Let $(\Omega ,\mathcal F,\mathbb P)$ a probability space. I'm trying to understand better $\sigma -$algebra in probability, in particular the $\sigma -$algebra $$\mathcal F_T=\{A\in \mathcal F\mid A\cap \{T\leq t\}\in \mathcal F_t, \forall t\geq 0\},$$ where $T$ is a stopping time and $(\mathcal F_t)$ is a filtration.

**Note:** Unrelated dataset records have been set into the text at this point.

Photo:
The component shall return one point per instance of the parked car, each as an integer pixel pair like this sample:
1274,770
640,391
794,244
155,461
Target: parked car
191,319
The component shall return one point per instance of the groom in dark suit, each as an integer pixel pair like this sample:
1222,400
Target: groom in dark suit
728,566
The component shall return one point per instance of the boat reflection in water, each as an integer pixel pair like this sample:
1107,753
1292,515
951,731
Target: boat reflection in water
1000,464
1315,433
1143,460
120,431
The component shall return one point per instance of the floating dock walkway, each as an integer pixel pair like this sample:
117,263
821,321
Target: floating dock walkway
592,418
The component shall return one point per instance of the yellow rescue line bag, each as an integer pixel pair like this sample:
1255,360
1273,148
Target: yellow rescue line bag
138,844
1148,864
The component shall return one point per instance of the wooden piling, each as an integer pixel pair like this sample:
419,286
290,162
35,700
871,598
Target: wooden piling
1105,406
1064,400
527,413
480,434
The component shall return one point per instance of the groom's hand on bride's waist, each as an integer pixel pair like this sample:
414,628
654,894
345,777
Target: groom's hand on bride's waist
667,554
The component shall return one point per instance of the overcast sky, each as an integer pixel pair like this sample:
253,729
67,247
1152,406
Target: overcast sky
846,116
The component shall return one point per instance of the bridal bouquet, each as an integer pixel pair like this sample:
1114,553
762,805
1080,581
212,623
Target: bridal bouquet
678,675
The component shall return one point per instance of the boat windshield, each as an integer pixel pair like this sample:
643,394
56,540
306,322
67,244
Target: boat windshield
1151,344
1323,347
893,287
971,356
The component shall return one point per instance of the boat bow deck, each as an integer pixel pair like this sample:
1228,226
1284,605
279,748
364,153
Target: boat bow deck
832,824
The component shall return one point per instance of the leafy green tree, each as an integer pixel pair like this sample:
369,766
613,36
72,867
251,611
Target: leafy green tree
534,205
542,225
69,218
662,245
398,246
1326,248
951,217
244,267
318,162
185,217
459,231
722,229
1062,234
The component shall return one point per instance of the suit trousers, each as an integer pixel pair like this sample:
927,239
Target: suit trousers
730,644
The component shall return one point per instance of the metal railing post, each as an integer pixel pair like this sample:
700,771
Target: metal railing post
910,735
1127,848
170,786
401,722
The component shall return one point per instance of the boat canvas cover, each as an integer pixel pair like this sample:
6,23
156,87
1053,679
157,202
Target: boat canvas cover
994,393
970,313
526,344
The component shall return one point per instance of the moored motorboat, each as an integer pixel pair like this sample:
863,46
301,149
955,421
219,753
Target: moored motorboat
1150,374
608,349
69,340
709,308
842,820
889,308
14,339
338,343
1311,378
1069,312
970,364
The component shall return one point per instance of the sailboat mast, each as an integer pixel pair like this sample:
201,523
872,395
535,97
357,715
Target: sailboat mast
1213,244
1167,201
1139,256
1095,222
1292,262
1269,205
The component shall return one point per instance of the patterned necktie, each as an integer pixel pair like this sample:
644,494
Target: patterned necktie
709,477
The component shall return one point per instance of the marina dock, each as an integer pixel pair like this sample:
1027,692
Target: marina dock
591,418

Let $(X_n)_{n\in\mathbb N}$ independant Bernoulli r.v. Set $$S=\inf\left\{n\in\mathbb N\mid \sum_{k=1}^nX_i\geq 1\right \}$$ and $$T=\inf\left\{n\in\mathbb N\mid \sum_{k=1}^n X_k\geq 2\right \}.$$
It's written that $S\in \mathcal F_T$ but $S\notin \sigma (T)$, and I don't really understand why. The fact that $S\in \mathcal F_T$ I can imagine that it come from the fact that if $T$ occur, then $S$ occurred. It's what I read (even if I don't really understand in what this is related to $\mathcal F_T$ I totally agree with the last sentence). But Why isn't it in $\sigma (T)$ ? Because if we know $T$, then we know $S$, no ?
$\mathcal{F}_T$ is basically everything that you know by knowing the process up to time $T$. So $S\in\mathcal{F}_T$ since the stopping time $S$ has to happened before $T$.
On the other hand, $\sigma(T)$ "is" what knowing $T$ alone gives you, in other words, measurable sets recovered from deterministic functions of $T$. Now knowing $T$ doesn't exactly tell you what $S$ is, since we could have $S=T-1,T-2,\dots,1$ and there is no way to recover $S$ from $T$ alone, which is why $S\notin\sigma(T)$.